Keep in mind that everytime there is a “nudge”, regulations mandate specific advance notice that outlines the action and how to opt out.
In my employer-sponsored retirement savings plan, after the phased implementation of our choice architecture was complete, 95+% of eligible workers were contributing (versus 77% when it was a voluntary enrollment) and 95+% of eligible workers were receiving the full employer financial support (versus 59% when it was voluntary enrollment).
I can confirm for you that as one who has promoted “nudge” aggressively and perennially, I am not at all uncomfortable with dealing with outliers – those with conviction.
For those who wanted to opt out, they only needed one click of the mouse – they need not speak to anyone.

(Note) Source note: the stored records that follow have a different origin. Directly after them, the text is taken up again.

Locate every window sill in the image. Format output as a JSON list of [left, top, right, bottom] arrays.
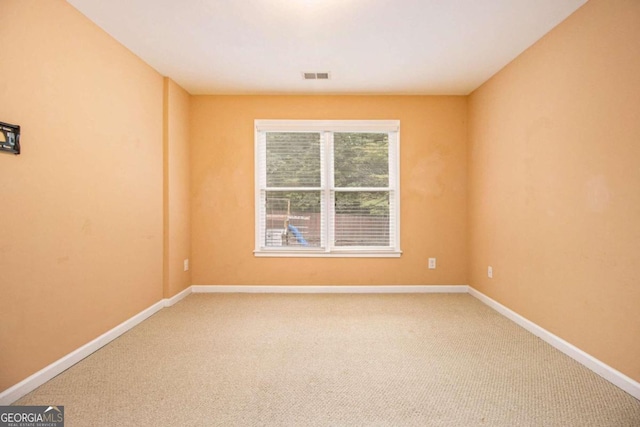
[[253, 250, 402, 258]]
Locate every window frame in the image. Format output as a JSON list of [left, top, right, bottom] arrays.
[[254, 120, 402, 258]]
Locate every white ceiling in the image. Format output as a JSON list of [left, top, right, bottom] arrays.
[[67, 0, 587, 95]]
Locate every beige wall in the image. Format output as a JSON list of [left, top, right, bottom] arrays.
[[163, 77, 191, 298], [191, 96, 467, 285], [469, 0, 640, 381], [0, 0, 162, 390]]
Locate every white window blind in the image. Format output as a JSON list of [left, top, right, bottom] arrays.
[[255, 121, 400, 256]]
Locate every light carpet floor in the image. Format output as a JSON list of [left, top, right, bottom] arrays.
[[16, 294, 640, 427]]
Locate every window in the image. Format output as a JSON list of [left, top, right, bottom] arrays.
[[255, 120, 400, 257]]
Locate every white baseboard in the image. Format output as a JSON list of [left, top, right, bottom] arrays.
[[469, 286, 640, 400], [164, 286, 192, 307], [0, 300, 165, 405], [0, 285, 640, 405], [191, 285, 468, 294]]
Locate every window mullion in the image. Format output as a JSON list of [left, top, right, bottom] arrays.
[[324, 132, 336, 252]]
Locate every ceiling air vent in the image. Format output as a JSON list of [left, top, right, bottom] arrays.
[[302, 73, 329, 80]]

And, I am proud to say, when it came to those who had conviction that the “nudge”, the default, was not right for them, that once a year, they were forced to reconsider ar prior decision to forego participation and the employer financial support. I mean, nothing changes in workers lives, right?! And, my email and phone number were prominently displayed, so, if they wanted to call me each year to complain, ‘just how many times must I tell you that I don’t want to participate in this plan’, they would always get the same response: “just once a year”.
OK with me if workers felt awkward after they opted out.